Dengan berlalunya Madam Olive dari ruang perawatan. Secara bersamaan Arsenal datang mengunjungi Lu.

"Apa yang terjadi?" tanyanya begitu masuk.

"Lucy terlalu memaksakan dirinya," gumam Naell dengan malas, "Dan jangan tanya mengapa dia seperti ini. Gue sudah malas membahasnya."

Arsenal tidak lagi melanjutkan pertanyaannya. Dia memilih duduk di sisi Mia, dari pada duduk di sisi Naell yang mood nya sedang kacau.

"Ini tidak bisa seperti ini." Naell bergumam sendiri.

Mia dan Arsenal saling melempar pandangan. Lalu secara diam-diam Mia menjelaskan apa yang terjadi.

"Gue akan bicara sama Albus." Naell tiba-tiba bangkit berdiri dari atas bangku. Membuat kedua orang yang duduk di hadapannya menjadi terkejut.

"Lo mau bicara apa?" tanya Arsenal

"Lucy harus ujian duluan."

"Ap- Apa?! Lo gila!" Marah Arsenal yang nampak tidak terima dengan usul Naell.
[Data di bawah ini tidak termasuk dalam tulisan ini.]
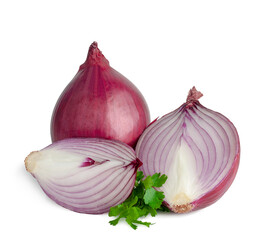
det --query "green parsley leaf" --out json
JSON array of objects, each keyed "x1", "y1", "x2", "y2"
[
  {"x1": 144, "y1": 188, "x2": 165, "y2": 209},
  {"x1": 109, "y1": 171, "x2": 167, "y2": 230}
]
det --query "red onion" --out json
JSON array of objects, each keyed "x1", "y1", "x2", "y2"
[
  {"x1": 136, "y1": 87, "x2": 240, "y2": 213},
  {"x1": 51, "y1": 42, "x2": 150, "y2": 146},
  {"x1": 25, "y1": 138, "x2": 142, "y2": 214}
]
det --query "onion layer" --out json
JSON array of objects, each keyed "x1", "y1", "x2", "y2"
[
  {"x1": 136, "y1": 87, "x2": 240, "y2": 213},
  {"x1": 25, "y1": 138, "x2": 142, "y2": 214},
  {"x1": 51, "y1": 42, "x2": 150, "y2": 147}
]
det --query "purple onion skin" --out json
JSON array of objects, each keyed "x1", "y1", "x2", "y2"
[
  {"x1": 51, "y1": 42, "x2": 150, "y2": 147},
  {"x1": 192, "y1": 153, "x2": 240, "y2": 211},
  {"x1": 25, "y1": 138, "x2": 142, "y2": 214},
  {"x1": 136, "y1": 87, "x2": 240, "y2": 213}
]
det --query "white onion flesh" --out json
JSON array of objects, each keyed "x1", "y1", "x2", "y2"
[
  {"x1": 136, "y1": 88, "x2": 240, "y2": 212},
  {"x1": 25, "y1": 138, "x2": 141, "y2": 214}
]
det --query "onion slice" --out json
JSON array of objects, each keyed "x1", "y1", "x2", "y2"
[
  {"x1": 25, "y1": 138, "x2": 141, "y2": 214},
  {"x1": 136, "y1": 87, "x2": 240, "y2": 213}
]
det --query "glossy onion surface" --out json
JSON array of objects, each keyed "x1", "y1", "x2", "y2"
[
  {"x1": 25, "y1": 138, "x2": 141, "y2": 214},
  {"x1": 51, "y1": 42, "x2": 150, "y2": 147},
  {"x1": 136, "y1": 87, "x2": 240, "y2": 213}
]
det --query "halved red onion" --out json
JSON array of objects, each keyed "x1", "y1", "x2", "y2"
[
  {"x1": 136, "y1": 87, "x2": 240, "y2": 213},
  {"x1": 25, "y1": 138, "x2": 142, "y2": 214}
]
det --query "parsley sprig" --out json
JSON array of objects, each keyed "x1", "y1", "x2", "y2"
[{"x1": 109, "y1": 171, "x2": 168, "y2": 230}]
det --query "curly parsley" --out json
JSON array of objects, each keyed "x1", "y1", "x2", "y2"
[{"x1": 109, "y1": 171, "x2": 169, "y2": 230}]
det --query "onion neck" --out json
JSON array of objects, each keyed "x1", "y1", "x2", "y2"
[
  {"x1": 186, "y1": 87, "x2": 203, "y2": 108},
  {"x1": 80, "y1": 42, "x2": 110, "y2": 69}
]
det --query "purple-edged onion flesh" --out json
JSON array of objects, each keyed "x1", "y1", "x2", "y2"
[
  {"x1": 25, "y1": 138, "x2": 141, "y2": 214},
  {"x1": 136, "y1": 87, "x2": 240, "y2": 213}
]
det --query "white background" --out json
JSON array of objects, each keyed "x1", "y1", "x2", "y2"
[{"x1": 0, "y1": 0, "x2": 261, "y2": 240}]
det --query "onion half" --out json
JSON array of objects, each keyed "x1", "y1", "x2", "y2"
[
  {"x1": 51, "y1": 42, "x2": 150, "y2": 147},
  {"x1": 25, "y1": 138, "x2": 142, "y2": 214},
  {"x1": 136, "y1": 87, "x2": 240, "y2": 213}
]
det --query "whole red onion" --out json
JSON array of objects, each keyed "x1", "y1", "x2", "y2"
[{"x1": 51, "y1": 42, "x2": 150, "y2": 147}]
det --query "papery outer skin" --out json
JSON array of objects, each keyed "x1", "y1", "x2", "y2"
[
  {"x1": 136, "y1": 95, "x2": 240, "y2": 212},
  {"x1": 25, "y1": 138, "x2": 142, "y2": 214},
  {"x1": 192, "y1": 153, "x2": 240, "y2": 210},
  {"x1": 51, "y1": 43, "x2": 150, "y2": 147}
]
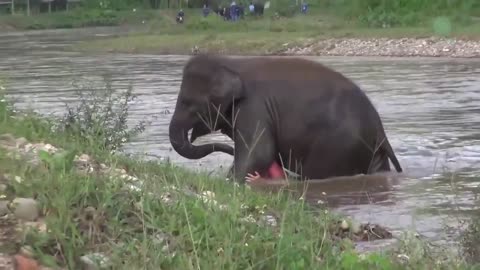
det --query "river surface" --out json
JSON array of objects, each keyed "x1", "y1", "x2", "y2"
[{"x1": 0, "y1": 28, "x2": 480, "y2": 251}]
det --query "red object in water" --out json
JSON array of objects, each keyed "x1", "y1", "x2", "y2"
[{"x1": 266, "y1": 162, "x2": 285, "y2": 179}]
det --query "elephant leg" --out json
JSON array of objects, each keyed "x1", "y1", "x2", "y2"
[
  {"x1": 298, "y1": 134, "x2": 373, "y2": 179},
  {"x1": 368, "y1": 148, "x2": 390, "y2": 174},
  {"x1": 234, "y1": 125, "x2": 276, "y2": 183}
]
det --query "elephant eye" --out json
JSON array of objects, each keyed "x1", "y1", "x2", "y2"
[{"x1": 180, "y1": 98, "x2": 193, "y2": 107}]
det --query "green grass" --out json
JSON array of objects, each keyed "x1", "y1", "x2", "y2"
[
  {"x1": 73, "y1": 7, "x2": 480, "y2": 55},
  {"x1": 0, "y1": 78, "x2": 473, "y2": 269}
]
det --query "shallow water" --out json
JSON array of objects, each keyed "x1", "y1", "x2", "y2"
[{"x1": 0, "y1": 28, "x2": 480, "y2": 251}]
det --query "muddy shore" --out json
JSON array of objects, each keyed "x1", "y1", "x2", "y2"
[{"x1": 276, "y1": 37, "x2": 480, "y2": 58}]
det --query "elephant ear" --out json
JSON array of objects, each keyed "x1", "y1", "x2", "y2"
[{"x1": 212, "y1": 66, "x2": 244, "y2": 103}]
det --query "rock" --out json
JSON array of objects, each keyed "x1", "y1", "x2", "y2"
[
  {"x1": 12, "y1": 198, "x2": 40, "y2": 221},
  {"x1": 0, "y1": 201, "x2": 10, "y2": 217},
  {"x1": 13, "y1": 254, "x2": 40, "y2": 270},
  {"x1": 0, "y1": 133, "x2": 15, "y2": 146},
  {"x1": 15, "y1": 137, "x2": 28, "y2": 148},
  {"x1": 80, "y1": 253, "x2": 110, "y2": 270},
  {"x1": 340, "y1": 220, "x2": 350, "y2": 230},
  {"x1": 23, "y1": 220, "x2": 47, "y2": 233},
  {"x1": 18, "y1": 246, "x2": 33, "y2": 258},
  {"x1": 352, "y1": 221, "x2": 362, "y2": 234},
  {"x1": 0, "y1": 184, "x2": 7, "y2": 194},
  {"x1": 260, "y1": 215, "x2": 277, "y2": 227},
  {"x1": 41, "y1": 143, "x2": 58, "y2": 154},
  {"x1": 0, "y1": 254, "x2": 15, "y2": 270}
]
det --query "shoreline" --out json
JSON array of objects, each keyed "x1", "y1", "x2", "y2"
[{"x1": 73, "y1": 35, "x2": 480, "y2": 59}]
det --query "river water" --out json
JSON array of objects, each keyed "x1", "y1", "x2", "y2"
[{"x1": 0, "y1": 28, "x2": 480, "y2": 251}]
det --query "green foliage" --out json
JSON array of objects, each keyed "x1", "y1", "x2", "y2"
[
  {"x1": 321, "y1": 0, "x2": 480, "y2": 27},
  {"x1": 38, "y1": 150, "x2": 77, "y2": 172},
  {"x1": 54, "y1": 77, "x2": 146, "y2": 151}
]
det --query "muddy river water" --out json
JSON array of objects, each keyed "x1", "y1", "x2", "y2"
[{"x1": 0, "y1": 28, "x2": 480, "y2": 251}]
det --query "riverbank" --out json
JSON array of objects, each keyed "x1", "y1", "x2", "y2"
[
  {"x1": 0, "y1": 78, "x2": 474, "y2": 269},
  {"x1": 72, "y1": 33, "x2": 480, "y2": 58},
  {"x1": 0, "y1": 7, "x2": 480, "y2": 58}
]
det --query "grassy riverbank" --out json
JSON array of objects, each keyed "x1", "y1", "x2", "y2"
[
  {"x1": 0, "y1": 79, "x2": 470, "y2": 269},
  {"x1": 69, "y1": 10, "x2": 480, "y2": 56}
]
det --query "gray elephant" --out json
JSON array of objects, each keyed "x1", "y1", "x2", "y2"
[{"x1": 169, "y1": 55, "x2": 402, "y2": 181}]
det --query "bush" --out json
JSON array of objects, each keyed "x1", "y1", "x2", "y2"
[{"x1": 55, "y1": 78, "x2": 146, "y2": 151}]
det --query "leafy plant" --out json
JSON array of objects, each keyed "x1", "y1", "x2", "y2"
[{"x1": 55, "y1": 77, "x2": 147, "y2": 151}]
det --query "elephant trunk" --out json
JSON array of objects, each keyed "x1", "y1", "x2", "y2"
[{"x1": 169, "y1": 119, "x2": 234, "y2": 159}]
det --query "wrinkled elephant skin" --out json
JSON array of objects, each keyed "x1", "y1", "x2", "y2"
[{"x1": 169, "y1": 55, "x2": 402, "y2": 181}]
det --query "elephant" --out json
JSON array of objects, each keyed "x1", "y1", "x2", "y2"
[{"x1": 169, "y1": 54, "x2": 402, "y2": 182}]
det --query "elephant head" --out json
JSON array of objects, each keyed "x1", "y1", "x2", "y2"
[{"x1": 169, "y1": 55, "x2": 244, "y2": 159}]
"Lucy akan seperti ini terus. Percuma, kalau gue bilang jangan memaksakan diri. Dia tidak akan mendengarkan."

"Jadi lo mau apa?"

"Gue akan bawa Lucy segera dari sini."

"Itu tidak bisa." Kali ini Mia turut ikut andil. "Masih ada hal yang harus dikerjakan kami sebagai siswa."

"Beberapa hari lagi. Mereka akan pulang dan Diwangka akan kembali seperti sedia kala," jelas Arsenal. "Bertahanlah sampai hari itu tiba. Lucy juga tidak ingin segera pergi dari Diwangka. Ini masa terakhir SMA kita dan masa-masa yang sangat berharga."

Naell hanya menatap lurus ke arah Arsenal dan Mia secara bergantian. Lalu beralih pada Lu yang tertidur di atas ranjang ruang perawatan.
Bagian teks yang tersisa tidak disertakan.